Clearly, I’m no Bob Baffert apologist. That said, he is, in my humble opinion, being scapegoated by the powers that be. In economic and popular decline, under unrelenting pressure from us activists, and receiving unprecedented scrutiny from the media, the U.S. racing industry is desperately looking for something to reverse its current trajectory. And going after the controversial Baffert is an easy play. Currently, the New York Racing Association, one of those powers that be, is attempting to have Baffert banned from its three tracks (Aqueduct, Belmont, Saratoga); a hearing is taking place in Manhattan as I write.
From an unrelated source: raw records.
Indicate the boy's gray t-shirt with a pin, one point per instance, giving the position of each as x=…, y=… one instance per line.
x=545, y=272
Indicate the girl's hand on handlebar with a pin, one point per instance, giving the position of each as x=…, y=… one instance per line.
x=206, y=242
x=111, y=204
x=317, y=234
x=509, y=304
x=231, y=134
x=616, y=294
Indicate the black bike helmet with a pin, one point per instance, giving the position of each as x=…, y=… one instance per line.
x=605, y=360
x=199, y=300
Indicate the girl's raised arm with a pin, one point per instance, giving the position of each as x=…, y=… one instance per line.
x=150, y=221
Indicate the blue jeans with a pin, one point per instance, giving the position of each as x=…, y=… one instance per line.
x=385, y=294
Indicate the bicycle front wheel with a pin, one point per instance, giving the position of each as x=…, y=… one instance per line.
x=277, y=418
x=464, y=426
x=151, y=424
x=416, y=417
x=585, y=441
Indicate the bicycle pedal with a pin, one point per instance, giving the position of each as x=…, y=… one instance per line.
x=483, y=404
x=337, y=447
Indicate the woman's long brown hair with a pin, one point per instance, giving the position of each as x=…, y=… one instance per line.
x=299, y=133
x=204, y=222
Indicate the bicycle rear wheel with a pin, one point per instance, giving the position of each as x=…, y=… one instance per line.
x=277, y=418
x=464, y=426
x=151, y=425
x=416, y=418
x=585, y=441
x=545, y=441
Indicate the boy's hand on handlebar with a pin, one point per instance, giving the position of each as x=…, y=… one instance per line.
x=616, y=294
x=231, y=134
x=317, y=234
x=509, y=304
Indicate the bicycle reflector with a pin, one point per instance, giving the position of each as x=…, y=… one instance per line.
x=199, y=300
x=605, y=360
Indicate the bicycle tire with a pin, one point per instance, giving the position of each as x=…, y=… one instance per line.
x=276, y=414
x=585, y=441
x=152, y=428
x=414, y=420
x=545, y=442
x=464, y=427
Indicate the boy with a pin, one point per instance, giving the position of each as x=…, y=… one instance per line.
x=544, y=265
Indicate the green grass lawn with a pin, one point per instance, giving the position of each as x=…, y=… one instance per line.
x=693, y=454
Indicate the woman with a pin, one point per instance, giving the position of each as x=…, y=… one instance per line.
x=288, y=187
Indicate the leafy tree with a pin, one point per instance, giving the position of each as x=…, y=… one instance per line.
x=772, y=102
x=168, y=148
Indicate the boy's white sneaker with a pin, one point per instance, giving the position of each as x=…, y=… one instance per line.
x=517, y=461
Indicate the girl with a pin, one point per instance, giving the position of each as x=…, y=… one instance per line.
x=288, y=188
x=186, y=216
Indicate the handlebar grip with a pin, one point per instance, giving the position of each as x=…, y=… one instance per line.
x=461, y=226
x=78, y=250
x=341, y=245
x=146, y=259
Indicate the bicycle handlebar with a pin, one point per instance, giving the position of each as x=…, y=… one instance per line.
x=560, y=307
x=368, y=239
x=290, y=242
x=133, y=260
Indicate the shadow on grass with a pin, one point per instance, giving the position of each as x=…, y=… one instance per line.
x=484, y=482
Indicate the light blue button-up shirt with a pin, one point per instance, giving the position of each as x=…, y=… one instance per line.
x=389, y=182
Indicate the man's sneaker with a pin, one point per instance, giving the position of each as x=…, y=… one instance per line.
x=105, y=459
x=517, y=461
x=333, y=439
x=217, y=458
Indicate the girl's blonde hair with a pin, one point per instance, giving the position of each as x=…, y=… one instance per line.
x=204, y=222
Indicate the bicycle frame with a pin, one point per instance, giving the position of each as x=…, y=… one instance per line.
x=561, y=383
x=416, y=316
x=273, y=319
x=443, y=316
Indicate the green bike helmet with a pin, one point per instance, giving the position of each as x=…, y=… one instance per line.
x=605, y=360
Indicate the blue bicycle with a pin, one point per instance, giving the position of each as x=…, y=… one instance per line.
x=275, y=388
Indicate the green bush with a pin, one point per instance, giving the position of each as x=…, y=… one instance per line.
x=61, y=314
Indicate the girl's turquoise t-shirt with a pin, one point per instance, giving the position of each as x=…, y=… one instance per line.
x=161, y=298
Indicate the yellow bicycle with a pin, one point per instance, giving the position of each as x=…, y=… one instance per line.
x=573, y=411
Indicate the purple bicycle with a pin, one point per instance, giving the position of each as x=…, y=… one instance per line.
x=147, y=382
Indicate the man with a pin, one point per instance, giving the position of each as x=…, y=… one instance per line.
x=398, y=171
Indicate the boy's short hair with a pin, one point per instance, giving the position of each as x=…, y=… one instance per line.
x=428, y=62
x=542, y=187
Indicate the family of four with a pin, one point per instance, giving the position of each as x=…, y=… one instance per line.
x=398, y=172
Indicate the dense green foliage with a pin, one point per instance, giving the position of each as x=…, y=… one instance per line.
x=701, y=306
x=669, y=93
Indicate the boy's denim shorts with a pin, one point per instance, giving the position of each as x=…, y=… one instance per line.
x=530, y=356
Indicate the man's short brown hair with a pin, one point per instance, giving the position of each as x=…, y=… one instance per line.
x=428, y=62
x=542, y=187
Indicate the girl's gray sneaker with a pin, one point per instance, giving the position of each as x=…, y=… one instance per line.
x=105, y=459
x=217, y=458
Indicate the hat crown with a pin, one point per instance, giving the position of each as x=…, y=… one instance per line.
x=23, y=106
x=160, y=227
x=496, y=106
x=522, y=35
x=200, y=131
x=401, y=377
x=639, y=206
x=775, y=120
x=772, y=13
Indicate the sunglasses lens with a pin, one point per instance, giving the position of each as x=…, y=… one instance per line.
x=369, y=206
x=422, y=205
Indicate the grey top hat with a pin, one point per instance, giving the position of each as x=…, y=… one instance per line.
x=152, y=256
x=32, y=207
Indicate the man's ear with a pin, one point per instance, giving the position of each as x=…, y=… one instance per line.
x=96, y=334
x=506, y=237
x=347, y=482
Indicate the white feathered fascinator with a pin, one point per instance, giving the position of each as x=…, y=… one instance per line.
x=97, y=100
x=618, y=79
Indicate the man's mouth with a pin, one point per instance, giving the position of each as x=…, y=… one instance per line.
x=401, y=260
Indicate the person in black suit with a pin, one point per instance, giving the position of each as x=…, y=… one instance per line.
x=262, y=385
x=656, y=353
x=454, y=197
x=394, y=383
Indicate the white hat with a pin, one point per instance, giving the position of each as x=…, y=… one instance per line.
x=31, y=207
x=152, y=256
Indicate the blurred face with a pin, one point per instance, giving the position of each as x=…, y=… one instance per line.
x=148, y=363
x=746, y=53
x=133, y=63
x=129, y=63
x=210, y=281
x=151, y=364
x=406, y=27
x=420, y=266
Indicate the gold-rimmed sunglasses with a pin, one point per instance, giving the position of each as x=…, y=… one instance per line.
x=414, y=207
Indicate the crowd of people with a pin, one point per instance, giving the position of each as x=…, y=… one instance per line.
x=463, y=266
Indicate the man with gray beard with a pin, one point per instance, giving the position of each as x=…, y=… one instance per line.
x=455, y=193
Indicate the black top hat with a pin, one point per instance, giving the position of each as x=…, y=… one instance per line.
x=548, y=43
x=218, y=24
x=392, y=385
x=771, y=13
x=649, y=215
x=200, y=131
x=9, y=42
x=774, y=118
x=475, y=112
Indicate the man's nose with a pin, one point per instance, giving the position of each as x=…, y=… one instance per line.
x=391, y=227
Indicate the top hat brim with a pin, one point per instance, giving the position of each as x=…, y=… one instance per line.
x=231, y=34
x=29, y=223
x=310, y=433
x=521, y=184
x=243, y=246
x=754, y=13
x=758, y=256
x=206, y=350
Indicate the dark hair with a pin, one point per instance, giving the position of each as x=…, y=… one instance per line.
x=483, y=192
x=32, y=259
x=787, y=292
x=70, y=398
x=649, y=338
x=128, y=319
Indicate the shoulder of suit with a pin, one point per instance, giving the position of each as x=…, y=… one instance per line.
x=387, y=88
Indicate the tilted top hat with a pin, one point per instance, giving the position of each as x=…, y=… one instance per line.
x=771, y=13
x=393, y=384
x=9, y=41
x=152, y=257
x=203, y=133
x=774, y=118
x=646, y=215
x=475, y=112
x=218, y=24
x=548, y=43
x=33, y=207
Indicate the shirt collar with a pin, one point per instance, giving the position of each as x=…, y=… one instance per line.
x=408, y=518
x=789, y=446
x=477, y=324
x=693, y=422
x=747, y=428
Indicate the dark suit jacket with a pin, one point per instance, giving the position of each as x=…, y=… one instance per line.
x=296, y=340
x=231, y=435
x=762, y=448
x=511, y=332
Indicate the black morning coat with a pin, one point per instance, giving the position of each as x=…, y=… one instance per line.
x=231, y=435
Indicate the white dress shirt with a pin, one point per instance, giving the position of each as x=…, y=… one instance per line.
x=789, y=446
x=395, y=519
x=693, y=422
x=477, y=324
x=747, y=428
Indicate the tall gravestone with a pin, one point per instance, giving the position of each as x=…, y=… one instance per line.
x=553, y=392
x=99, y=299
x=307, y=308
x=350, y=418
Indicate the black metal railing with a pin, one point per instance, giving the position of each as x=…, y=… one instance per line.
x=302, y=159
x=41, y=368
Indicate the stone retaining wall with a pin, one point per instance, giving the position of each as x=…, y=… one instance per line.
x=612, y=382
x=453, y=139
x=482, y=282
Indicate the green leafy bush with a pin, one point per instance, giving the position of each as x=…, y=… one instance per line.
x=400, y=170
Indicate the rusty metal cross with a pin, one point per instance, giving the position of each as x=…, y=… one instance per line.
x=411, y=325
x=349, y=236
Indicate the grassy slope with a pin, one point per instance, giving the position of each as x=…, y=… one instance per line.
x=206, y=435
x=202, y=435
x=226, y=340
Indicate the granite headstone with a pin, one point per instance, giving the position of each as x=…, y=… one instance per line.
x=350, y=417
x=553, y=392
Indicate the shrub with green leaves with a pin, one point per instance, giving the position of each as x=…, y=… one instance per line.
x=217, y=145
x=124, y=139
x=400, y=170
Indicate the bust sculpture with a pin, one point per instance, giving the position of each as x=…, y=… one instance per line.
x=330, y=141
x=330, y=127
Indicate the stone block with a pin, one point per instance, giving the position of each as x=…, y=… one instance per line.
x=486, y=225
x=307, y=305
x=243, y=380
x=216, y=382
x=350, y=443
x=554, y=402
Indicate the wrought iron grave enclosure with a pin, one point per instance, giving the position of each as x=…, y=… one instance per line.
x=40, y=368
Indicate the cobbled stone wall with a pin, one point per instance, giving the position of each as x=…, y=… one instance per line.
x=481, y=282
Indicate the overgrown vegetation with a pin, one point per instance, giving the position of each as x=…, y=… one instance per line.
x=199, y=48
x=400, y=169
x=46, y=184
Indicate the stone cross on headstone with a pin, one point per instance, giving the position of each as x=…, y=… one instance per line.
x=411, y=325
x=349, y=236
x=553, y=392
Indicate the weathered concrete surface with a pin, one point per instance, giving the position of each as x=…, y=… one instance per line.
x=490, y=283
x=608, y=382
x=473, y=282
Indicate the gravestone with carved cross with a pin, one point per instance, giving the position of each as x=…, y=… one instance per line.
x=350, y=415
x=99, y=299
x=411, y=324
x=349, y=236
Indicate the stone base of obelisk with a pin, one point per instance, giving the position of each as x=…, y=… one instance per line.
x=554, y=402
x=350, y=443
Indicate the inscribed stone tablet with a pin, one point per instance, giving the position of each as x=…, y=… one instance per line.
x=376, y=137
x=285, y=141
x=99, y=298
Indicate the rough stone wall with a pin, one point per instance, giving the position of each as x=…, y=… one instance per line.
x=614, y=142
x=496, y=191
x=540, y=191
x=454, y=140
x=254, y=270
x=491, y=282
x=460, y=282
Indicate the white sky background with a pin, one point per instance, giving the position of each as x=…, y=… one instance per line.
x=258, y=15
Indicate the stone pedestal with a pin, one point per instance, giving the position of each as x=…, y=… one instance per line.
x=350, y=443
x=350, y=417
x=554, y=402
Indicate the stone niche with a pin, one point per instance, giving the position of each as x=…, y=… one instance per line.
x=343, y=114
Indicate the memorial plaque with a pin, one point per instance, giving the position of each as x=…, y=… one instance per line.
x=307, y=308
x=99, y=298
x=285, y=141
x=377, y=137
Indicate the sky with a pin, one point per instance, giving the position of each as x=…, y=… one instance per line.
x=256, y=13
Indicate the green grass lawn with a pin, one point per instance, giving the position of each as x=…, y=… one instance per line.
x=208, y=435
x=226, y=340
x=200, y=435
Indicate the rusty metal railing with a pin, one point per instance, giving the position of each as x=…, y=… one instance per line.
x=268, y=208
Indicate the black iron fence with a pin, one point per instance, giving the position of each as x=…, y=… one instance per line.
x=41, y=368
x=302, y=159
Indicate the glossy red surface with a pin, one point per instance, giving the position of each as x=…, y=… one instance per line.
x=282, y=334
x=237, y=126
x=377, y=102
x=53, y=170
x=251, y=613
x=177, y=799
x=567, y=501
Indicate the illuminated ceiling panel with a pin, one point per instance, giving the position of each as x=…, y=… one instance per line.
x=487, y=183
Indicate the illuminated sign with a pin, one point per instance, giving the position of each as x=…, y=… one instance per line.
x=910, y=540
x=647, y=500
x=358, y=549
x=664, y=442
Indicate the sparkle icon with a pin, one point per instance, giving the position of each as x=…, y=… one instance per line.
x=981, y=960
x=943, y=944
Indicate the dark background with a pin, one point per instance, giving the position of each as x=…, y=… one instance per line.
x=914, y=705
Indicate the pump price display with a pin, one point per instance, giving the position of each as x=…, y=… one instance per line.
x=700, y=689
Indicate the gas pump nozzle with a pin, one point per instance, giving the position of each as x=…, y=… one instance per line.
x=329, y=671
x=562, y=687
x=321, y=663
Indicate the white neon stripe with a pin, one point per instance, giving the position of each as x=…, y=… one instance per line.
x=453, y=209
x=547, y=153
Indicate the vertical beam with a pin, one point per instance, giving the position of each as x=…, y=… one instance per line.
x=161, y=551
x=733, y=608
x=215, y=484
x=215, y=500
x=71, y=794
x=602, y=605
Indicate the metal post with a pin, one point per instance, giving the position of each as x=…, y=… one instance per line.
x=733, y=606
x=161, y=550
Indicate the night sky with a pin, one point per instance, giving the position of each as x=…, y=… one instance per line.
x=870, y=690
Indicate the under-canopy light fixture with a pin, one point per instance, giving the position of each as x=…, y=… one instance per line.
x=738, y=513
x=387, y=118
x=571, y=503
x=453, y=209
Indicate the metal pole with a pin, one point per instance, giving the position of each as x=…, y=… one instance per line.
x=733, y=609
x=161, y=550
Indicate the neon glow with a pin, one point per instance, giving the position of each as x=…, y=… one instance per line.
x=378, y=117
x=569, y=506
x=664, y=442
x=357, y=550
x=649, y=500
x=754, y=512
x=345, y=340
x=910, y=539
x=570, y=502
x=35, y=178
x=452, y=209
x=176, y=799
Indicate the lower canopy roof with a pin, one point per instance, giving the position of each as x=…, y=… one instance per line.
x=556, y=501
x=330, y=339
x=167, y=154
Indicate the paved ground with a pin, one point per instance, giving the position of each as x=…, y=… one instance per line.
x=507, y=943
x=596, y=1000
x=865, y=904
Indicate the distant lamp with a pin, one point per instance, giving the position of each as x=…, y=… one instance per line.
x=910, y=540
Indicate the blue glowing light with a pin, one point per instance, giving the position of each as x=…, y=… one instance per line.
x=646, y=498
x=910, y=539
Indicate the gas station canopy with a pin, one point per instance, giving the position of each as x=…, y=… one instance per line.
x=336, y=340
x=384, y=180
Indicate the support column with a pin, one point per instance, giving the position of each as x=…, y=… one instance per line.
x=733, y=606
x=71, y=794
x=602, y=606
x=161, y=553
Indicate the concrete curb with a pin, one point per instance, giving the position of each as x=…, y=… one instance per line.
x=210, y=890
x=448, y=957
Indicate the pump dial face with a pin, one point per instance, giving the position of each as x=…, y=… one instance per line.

Here is the general theme of the “prosecution”:
NYRA attorney Henry Greenberg: “[Baffert] took a wrecking ball…to the integrity of the sport that was so good to him. … The damage that was done to Thoroughbred racing on these two days [after Medina’s Derby positive] was incalculable. … What happens if those institutions do not give their best effort to do everything in their power to protect the safety of the animals, in this case horses?” NYRA spokesman Patrick McKenna: “As we have said throughout this process, NYRA’s focus in this matter is protecting the integrity of the sport of Thoroughbred racing in New York.”
And now for some (inconvenient) facts. Since 2009, when the state began making these things public, almost 1,000 (997 to be precise) horses have been killed at the three NYRA tracks – an average of over 75 per year. In the past two years alone, 159, with 5 more already this year. And how many of those do you suppose were trained by Bob Baffert? Not a one. Yes, that’s right, according to the Gaming Commission, there has not been a single Baffert-trained casualty at any NYS track over the past 13 years. But it’s Baffert who “took a wrecking ball…to the integrity of the sport.” Their brazenness – their hypocrisy – is enough to leave one speechless.